The moisture susceptibility test used to evaluate asphalt mix for stripping is NCDOT-T-283.  This test serves two purposes.  First, it identifies whether a combination of asphalt binder and aggregate is moisture susceptible.  Second, it measures the effectiveness of anti-stripping additives.


One of the major objectives of mix design is to provide pavements which would be highly resistant to permanent deformation (rut resistance).  As stated earlier, rut resistance is the ability of an asphalt mix to resist permanent deformation from imposed loads.  This is especially important for surface mixes since this is where the wheel loads are concentrated and the potential for rutting is greatest.  The aggregate and binder specifications are established such that a rut resistant mix should be obtained;  however, once a mix has been designed based on the specified criteria, the mix should be physically tested to evaluate the anticipated performance under traffic.  To accomplish this objective the Department will perform rut resistance evaluation on surface mix specimens prepared by the Contractor as a part of the mix design process.

In addition to the required mix design submittal forms, the Contractor will prepare and deliver six (6) Gyratory Compactor specimens to the Department’s Central Asphalt Laboratory for the following surface mix types: S4.75A, S9.5B, S9.5C, and S9.5D. The Contractor will prepare these specimens using lab produced mix in accordance with NCDOT-T-312.  These specimens shall be compacted to a height of 75 ± 2 mm and to a void content (VTM) of 4.0% ± 0.5% (except, S4.75A rut specimens should be compacted to a VTM of 5.0% ± 0.5%).  These specimens will be tested for rutting susceptibility using the Asphalt Pavement Analyzer in the Materials and Tests Central facility.  The maximum rut depth allowed for the various surface mixes is specified in Table 610-3


4.5 NCDOT Mix Design Procedures
The Contractor is required to design the asphalt mix and to obtain an approved Job Mix Formula (JMF) issued by the Department. A mix design and proposed JMF targets for each required mix type and combination of aggregates must be submitted both in writing and in electronic format to the NCDOT Asphalt Design Engineer for review and approval at least 10 days (at least 20 days for OGFC and UWBC mixes) prior to start of asphalt mix production.

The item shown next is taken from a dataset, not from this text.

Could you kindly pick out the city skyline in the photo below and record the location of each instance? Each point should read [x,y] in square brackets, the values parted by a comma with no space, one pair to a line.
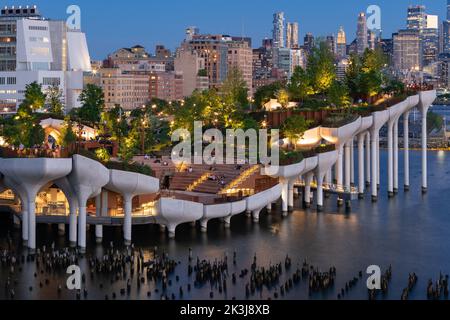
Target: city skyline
[256,24]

The mix design must be prepared in an approved mix design laboratory by a certified Mix Design Technician.  The design laboratory must be approved by the Asphalt Mix Design Engineer prior to submission of the mix design.  The mix design shall be prepared in accordance with AASHTO R 35, "Superpave Volumetric Design for Asphalt Mixtures" as modified by the Department, recommended procedures in the latest edition of the Asphalt Institute publication "MS-2:  Asphalt Mix Design Methods" and the latest edition of Department mix design computer programs, policies, procedures, and forms.  The request for the AMD/JMF approval will be submitted to the Asphalt Mix Design Engineer on Form QMS-1 with attached design data, proposed JMF target values, and forms as noted. In addition, the Contractor is required to submit the design data in electronic form using the Department's mix design program.

Prepare all proposed mix design data in accordance with Department policies and procedures including but not limited to, the following information:

(1) Source and percentage of each aggregate component to be used in the design aggregate blend gradation, including RAP and RAS.

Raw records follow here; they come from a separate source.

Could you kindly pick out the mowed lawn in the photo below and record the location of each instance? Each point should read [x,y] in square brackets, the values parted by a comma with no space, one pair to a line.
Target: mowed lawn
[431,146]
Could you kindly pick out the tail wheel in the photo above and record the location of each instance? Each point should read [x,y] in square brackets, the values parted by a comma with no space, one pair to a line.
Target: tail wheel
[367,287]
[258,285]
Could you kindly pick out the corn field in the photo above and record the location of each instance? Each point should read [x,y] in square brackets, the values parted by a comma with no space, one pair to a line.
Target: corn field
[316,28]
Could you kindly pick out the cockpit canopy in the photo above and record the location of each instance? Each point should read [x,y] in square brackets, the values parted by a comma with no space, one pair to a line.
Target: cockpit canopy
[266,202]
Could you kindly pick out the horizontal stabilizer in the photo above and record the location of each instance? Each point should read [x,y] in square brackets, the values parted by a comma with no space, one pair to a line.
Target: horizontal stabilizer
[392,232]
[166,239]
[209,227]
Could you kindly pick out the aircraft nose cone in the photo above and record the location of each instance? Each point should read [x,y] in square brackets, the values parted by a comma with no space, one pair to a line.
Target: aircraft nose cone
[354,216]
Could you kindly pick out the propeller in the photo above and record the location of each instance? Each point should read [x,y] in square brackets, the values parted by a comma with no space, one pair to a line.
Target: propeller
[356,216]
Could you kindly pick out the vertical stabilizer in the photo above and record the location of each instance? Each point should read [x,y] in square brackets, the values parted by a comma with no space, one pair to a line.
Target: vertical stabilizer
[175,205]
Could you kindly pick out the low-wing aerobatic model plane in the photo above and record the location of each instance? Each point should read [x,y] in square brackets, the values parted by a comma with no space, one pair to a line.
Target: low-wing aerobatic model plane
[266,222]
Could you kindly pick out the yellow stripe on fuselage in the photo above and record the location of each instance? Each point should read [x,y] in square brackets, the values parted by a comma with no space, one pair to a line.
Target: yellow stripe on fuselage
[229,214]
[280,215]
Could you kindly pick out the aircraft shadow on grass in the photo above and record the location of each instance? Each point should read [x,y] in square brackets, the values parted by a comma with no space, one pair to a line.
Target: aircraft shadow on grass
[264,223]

(2) Percentage of asphalt binder in RAP and RAS.

(3) Gradation of each aggregates component, including RAP and RAS.

(4) The following aggregate properties: current bulk specific gravity (Gsb), current apparent specific gravity (Gsa) and absorption of the individual aggregate components to be used when tested in accordance with AASHTO T84 and T85, except report the effective bulk specific gravity (Gse) of RAP and RAS aggregate as determined by NCDOT T-209.  Report coarse aggregate angularity, fine aggregate angularity, flat and elongated percentages, and sand equivalent for the total aggregate blend.

(5) Source(s), modification method, and percent of modifier by weight of asphalt binder, if modified.

(6) Supplier, source, grade, and equi-viscous mixing and compaction temperatures of the asphalt binder.   Determine equi-viscous temperatures using the rotational viscometer in accordance with ASTM D4402 corresponding to the following recommended viscosity ranges:
Range for mixing            = 0.150 to 0.190 Pa-s
Range for compaction    = 0.250 to 0.310 Pa-s
When PG 76-22 or other modified binders are used, base the temperatures on the documented supplier’s recommendations.

(7) Brand name, manufacturer, shipping point, and percentage of anti-strip additive used in the mix design.  Determine TSR data in accordance with NCDOT-T-283.

(8) Target value for percent passing each standard sieve for the design aggregate gradation.  Data will show the percent passing for all standard sieves listed in Table 610-1 for the specified mix type.  Show the percentages in units of one percent of aggregate passing, except for the 0.075 mm (No. 200) sieve, show in units to one-tenth of one percent.  Base percentages on the dry weight of aggregate determined in accordance with NCDOT-T-11 and NCDOT-T-27.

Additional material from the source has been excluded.